Cell migration assay
Cell migration was determined by the wound healing assay. In short, the cells were grown to confluence, and 1 μg/mL mitomycin C was added to induce growth arrest. Then 200 μL of pipette tip was used to create a scratch in the monolayer, after which the plate was washed once and replaced with the desired medium. Images were captured with an inverted phase-contrast microscope (Olympus, Tokyo, Japan).
Cell invasion assay
Cell invasion was evaluated by the transwell assay. In brief, cells at a density of 1.5×104 were seeded into transwell chambers (Corning Inc., Corning, NY, USA) coated with Matrigel. The bottom chamber was filled with 800 μL of medium containing 10 % FBS. After 48 h, cells were immobilized with 4% paraformaldehyde, stained with 0.4% crystal violet, and pictured and counted using a microscope (Olympus).

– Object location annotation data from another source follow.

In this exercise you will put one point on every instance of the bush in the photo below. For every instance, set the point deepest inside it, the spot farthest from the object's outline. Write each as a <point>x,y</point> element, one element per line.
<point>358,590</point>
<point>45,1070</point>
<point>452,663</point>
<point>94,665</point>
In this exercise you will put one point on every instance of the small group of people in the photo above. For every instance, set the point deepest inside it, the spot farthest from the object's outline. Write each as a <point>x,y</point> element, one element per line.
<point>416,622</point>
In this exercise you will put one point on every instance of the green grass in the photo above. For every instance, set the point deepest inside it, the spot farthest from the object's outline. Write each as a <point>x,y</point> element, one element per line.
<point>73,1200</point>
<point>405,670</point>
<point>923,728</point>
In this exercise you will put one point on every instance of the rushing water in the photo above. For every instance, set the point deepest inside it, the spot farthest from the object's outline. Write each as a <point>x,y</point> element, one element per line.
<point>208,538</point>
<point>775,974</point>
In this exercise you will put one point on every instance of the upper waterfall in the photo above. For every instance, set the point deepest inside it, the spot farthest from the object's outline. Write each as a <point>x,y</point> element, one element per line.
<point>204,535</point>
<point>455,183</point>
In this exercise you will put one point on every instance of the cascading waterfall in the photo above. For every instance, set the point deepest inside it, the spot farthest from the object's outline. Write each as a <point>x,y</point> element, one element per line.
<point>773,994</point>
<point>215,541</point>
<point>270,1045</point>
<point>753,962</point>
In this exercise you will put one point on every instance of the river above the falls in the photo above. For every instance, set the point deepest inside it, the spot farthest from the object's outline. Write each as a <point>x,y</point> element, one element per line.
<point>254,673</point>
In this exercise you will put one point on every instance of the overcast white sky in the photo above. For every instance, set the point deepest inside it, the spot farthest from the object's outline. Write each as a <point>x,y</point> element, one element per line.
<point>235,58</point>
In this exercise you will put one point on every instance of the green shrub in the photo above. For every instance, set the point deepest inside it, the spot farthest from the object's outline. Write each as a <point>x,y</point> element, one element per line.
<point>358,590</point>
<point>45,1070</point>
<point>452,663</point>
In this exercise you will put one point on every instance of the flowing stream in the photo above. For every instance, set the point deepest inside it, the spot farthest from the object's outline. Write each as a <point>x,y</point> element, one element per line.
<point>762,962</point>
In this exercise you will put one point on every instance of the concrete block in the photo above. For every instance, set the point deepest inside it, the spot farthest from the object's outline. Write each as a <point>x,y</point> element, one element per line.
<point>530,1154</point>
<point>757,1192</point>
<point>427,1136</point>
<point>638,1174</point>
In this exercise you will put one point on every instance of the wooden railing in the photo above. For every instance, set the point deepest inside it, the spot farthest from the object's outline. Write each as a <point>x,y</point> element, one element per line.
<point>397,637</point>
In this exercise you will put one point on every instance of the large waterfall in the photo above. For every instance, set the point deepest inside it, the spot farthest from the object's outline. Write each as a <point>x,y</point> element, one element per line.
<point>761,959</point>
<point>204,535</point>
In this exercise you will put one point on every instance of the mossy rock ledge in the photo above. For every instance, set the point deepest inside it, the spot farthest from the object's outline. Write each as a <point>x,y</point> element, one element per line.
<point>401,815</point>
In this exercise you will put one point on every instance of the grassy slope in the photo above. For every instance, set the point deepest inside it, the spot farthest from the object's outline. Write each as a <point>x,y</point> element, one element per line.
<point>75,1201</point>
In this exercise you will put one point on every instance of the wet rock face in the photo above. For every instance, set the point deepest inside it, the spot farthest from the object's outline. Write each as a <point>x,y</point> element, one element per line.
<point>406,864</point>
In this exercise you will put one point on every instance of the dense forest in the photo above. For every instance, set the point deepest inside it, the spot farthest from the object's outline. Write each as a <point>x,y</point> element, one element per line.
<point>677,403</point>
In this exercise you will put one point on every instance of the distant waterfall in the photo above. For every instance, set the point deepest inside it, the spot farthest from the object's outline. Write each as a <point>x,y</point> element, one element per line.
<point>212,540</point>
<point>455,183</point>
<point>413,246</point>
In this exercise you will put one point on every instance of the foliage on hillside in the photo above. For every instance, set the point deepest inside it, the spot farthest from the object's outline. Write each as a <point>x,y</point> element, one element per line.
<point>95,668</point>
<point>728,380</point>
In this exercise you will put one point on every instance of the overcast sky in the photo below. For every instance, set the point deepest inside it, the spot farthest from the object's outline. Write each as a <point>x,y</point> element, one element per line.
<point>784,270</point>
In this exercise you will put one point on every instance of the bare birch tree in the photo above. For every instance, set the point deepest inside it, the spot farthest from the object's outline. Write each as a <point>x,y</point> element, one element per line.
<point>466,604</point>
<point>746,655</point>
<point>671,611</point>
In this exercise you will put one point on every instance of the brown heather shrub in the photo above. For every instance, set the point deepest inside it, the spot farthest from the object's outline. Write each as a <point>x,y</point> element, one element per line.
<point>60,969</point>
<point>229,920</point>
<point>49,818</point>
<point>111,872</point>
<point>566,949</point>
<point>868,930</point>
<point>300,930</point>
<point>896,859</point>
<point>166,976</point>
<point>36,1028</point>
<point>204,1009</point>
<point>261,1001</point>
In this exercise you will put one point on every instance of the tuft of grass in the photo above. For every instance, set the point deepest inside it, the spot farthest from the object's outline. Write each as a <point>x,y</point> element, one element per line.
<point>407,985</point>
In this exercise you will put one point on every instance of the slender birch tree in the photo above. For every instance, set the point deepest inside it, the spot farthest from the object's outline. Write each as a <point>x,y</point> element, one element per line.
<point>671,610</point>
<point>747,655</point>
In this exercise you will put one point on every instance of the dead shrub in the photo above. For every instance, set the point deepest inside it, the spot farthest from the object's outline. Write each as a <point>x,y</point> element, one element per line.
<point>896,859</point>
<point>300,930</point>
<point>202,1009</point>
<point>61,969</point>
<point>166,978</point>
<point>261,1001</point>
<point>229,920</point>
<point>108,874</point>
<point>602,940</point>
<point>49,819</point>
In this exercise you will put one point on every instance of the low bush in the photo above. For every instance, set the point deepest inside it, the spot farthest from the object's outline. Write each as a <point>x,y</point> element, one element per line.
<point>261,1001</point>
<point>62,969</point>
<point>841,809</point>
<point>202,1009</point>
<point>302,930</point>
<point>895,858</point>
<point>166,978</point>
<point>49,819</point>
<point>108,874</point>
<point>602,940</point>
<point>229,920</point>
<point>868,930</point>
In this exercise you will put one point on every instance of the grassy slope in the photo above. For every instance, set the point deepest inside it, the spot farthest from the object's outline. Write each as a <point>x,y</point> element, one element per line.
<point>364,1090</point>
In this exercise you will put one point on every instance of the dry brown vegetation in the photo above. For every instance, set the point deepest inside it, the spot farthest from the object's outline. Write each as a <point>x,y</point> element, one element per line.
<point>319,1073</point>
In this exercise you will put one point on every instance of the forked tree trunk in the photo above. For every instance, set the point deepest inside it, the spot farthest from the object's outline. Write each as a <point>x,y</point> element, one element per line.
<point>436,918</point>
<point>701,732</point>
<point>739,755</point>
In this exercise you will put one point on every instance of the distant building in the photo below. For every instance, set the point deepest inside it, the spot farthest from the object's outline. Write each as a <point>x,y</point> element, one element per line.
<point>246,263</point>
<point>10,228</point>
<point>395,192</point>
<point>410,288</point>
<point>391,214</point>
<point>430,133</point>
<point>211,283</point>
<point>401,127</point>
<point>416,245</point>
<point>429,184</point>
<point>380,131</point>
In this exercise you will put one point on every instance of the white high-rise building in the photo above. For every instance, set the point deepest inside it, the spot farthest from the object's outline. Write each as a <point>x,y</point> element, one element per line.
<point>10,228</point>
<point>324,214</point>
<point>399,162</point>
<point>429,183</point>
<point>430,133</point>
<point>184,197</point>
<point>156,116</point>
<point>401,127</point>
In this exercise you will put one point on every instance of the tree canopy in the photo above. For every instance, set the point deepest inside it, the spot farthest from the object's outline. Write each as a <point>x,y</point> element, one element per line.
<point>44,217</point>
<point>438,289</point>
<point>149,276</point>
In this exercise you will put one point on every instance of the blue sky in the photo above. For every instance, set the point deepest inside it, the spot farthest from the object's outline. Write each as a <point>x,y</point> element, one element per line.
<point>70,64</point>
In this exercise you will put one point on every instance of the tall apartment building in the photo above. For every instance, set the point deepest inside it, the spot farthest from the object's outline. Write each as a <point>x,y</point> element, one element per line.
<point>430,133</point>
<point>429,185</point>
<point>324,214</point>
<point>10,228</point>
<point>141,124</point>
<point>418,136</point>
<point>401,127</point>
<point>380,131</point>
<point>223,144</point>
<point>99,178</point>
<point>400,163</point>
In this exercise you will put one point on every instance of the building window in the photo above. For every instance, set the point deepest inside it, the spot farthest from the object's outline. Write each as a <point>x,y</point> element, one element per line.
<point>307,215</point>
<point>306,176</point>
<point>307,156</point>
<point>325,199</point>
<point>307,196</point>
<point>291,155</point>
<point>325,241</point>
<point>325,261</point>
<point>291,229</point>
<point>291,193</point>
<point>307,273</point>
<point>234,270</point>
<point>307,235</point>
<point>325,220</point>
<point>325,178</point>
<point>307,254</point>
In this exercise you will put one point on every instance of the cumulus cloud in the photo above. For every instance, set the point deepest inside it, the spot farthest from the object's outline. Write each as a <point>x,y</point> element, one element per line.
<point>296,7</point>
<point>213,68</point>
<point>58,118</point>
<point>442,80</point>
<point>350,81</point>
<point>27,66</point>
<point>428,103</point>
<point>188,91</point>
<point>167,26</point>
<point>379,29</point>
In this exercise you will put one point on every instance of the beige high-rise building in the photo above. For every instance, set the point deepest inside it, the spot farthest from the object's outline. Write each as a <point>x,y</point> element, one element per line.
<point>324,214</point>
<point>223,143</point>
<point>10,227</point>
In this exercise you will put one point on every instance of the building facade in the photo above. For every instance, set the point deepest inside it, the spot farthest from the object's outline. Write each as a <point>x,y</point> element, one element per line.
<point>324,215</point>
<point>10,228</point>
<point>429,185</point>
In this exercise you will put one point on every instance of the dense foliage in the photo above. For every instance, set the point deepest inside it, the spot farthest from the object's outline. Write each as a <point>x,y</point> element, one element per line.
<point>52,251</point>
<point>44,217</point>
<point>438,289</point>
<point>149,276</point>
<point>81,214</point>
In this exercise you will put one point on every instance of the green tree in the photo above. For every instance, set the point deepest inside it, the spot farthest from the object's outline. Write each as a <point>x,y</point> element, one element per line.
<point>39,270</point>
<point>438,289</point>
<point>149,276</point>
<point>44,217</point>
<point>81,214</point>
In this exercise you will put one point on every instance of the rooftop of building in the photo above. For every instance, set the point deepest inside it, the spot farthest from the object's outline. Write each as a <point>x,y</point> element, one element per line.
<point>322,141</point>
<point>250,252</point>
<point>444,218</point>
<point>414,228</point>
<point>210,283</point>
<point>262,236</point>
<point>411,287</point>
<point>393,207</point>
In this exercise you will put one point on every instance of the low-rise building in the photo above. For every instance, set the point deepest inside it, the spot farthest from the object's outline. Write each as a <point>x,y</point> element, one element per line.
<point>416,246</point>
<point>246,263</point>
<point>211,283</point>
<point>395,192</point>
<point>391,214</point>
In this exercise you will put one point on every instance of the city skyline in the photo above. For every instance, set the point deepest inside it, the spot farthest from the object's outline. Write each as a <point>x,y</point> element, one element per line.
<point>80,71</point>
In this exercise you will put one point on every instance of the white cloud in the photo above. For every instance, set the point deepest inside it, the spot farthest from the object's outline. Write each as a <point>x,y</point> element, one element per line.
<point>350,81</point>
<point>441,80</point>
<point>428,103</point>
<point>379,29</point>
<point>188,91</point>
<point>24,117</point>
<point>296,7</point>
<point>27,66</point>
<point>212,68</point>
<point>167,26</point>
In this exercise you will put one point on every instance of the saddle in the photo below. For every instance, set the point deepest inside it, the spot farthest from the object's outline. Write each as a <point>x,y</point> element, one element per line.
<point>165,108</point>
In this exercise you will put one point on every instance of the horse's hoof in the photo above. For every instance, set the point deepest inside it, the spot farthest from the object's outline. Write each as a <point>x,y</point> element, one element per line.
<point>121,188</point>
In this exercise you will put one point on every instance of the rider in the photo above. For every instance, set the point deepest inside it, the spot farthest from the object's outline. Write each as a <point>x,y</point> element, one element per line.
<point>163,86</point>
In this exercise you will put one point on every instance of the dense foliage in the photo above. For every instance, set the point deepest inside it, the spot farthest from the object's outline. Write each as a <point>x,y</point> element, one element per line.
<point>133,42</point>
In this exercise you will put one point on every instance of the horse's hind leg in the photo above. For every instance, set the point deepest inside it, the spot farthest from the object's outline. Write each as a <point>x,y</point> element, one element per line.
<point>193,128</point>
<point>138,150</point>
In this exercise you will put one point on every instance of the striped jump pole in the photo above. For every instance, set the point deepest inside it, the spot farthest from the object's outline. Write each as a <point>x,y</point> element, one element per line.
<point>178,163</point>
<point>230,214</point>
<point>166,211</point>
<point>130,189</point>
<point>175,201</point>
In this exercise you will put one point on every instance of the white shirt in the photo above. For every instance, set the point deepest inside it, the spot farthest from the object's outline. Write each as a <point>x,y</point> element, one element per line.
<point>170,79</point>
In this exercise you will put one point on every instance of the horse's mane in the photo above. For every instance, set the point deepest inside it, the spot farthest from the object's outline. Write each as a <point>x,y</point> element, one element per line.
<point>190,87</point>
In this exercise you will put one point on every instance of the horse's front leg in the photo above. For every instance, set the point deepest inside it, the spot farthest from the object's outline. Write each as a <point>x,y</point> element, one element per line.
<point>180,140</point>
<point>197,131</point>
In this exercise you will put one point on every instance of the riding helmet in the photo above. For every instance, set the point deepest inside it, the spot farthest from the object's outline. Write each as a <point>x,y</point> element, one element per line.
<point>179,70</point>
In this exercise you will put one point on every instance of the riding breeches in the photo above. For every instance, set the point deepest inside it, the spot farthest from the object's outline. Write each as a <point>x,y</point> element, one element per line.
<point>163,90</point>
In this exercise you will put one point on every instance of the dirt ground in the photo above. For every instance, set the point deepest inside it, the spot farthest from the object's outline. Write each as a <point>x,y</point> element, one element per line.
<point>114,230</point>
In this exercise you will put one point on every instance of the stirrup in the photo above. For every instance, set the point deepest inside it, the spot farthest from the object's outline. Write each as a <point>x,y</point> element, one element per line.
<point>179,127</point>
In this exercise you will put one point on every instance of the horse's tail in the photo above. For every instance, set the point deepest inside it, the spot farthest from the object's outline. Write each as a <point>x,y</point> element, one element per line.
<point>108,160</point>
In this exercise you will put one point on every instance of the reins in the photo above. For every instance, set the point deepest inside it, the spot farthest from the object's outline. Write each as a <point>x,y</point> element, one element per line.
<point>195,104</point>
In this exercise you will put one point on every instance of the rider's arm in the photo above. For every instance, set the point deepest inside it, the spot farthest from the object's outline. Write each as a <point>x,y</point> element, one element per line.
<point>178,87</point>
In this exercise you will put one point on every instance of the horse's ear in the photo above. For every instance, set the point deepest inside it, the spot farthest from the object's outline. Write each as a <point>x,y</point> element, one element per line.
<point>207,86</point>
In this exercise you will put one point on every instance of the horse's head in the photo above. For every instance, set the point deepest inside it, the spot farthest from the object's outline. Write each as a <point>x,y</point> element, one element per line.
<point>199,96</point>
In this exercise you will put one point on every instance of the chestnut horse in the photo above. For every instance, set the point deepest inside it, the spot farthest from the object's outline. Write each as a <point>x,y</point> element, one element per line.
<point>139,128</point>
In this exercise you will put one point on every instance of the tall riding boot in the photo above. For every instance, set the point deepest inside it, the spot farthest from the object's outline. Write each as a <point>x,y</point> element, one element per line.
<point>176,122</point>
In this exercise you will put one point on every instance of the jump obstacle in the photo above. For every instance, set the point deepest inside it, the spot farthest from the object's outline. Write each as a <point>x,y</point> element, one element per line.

Co-immunoprecipitation (co-IP) assay
Total protein was isolated and quantified as described above. The equal amounts of cell lysates were subjected to incubation with specific primary antibodies overnight at 4°C. Afterward, 60 μL of protein A/G agarose was added for 2 h at 4°C. The immunoprecipitated complex was pelleted by centrifuging and analyzed by western blotting with indicated antibodies.
Statistical analysis
Statistical analyses were performed using GraphPad Prism 7 (La Jolla, CA, USA). The data are expressed as mean ± SD of three independent experiments for in vitro and six animals in each group for in vivo studies. Student’s t-test was used to analyze experimental data between two groups, and one- or two-way ANOVA was used to test the difference between more than two experimental groups. Differences were considered statistically significant at ∗p < 0.05.